Consume APIs in a Notebook

Easy

Notebooks are a great resource for exploring data and generating plots. Here we explore consuming Tinybird APIs in a notebook. This Colab notebook uses a Data Source of updates to Wikipedia to show how to consume data from queries using the Query API and from API endpoints using the Pipes API.

The preliminary step of creating a Data Source in your workspace from this 120 MB CSV file of updates to Wikipedia is detailed in the notebook.

For less than 100 MB of data, you can fetch all the data with a call to the query API or from an API endpoint, using parameters if you wish. When there is a lot of data you can't fetch all the data in one go. You need to query it little by little, with not more than 100 MB per API call. The solution is to get batches using Data Source sorting keys. Selecting the data by columns used in the sorting key ensures that it is fast.

In this example, the Data Source is sorted on the timestamp column, so we use batches of a fixed amount of time. In general, time is a good way to batch.

The functions fetch_table_streaming_query and fetch_table_streaming_endpoint in the notebook work as generators. They should always be used in a for loop or as the input for another generator.

You should process each batch as it arrives and discard unwanted fetched data. Only fetch the data you need in the processing. The idea here is not to recreate a Data Source in the notebook but to process each batch as it arrives and write less data to your DataFrame.

Fetch data with the Query API

Here we use the requests library for Python. The SQL query pulls in an hour less of data than the full Data Source. A DataFrame is created from the text part of the response.

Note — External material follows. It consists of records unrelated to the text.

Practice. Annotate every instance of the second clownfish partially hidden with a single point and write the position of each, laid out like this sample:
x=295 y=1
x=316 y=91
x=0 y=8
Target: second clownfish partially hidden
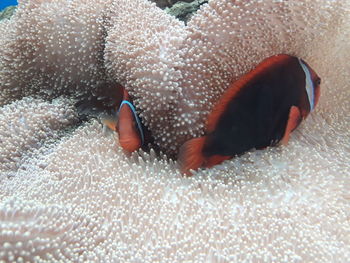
x=260 y=109
x=133 y=135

Fetch data from an API Endpoint with Parameters

This endpoint node in the pipe endpoint_wiki selects from the Data Source within a range of dates, using the parameters for date_start and date_end.

These parameters are passed in the call to the API endpoint to select only the data within the range. A DataFrame is created from the text part of the response.

Fetch batches of data using the Query API

The function fetch_table_streaming_query in the notebook accepts more complex queries than a date range. Here you choose what you filter and sort by. This example reads in batches of 5 minutes to create a small DataFrame, which should then be processed, with the results of the processing appended to the final DataFrame.

5-minute batches of data using the index

Fetch batches of data from an API Endpoint with Parameters

The function fetch_table_streaming_endpoint in the notebook sends a call to the API with parameters for the batch size, start and end dates, and, optionally, filters on the 'bot' and 'server_name' columns. This example reads in batches of 5 minutes to create a small DataFrame, which should then be processed, with the results of the processing appended to the final DataFrame.

‍The endpoint 'wiki_stream_example' first selects data for the range of dates, then for the batch and then applies the filters on column values.

These parameters are passed in the call to the API endpoint to select only the data for the batch. A DataFrame is created from the text part of the response.

The full code for these examples is in this Colab notebook.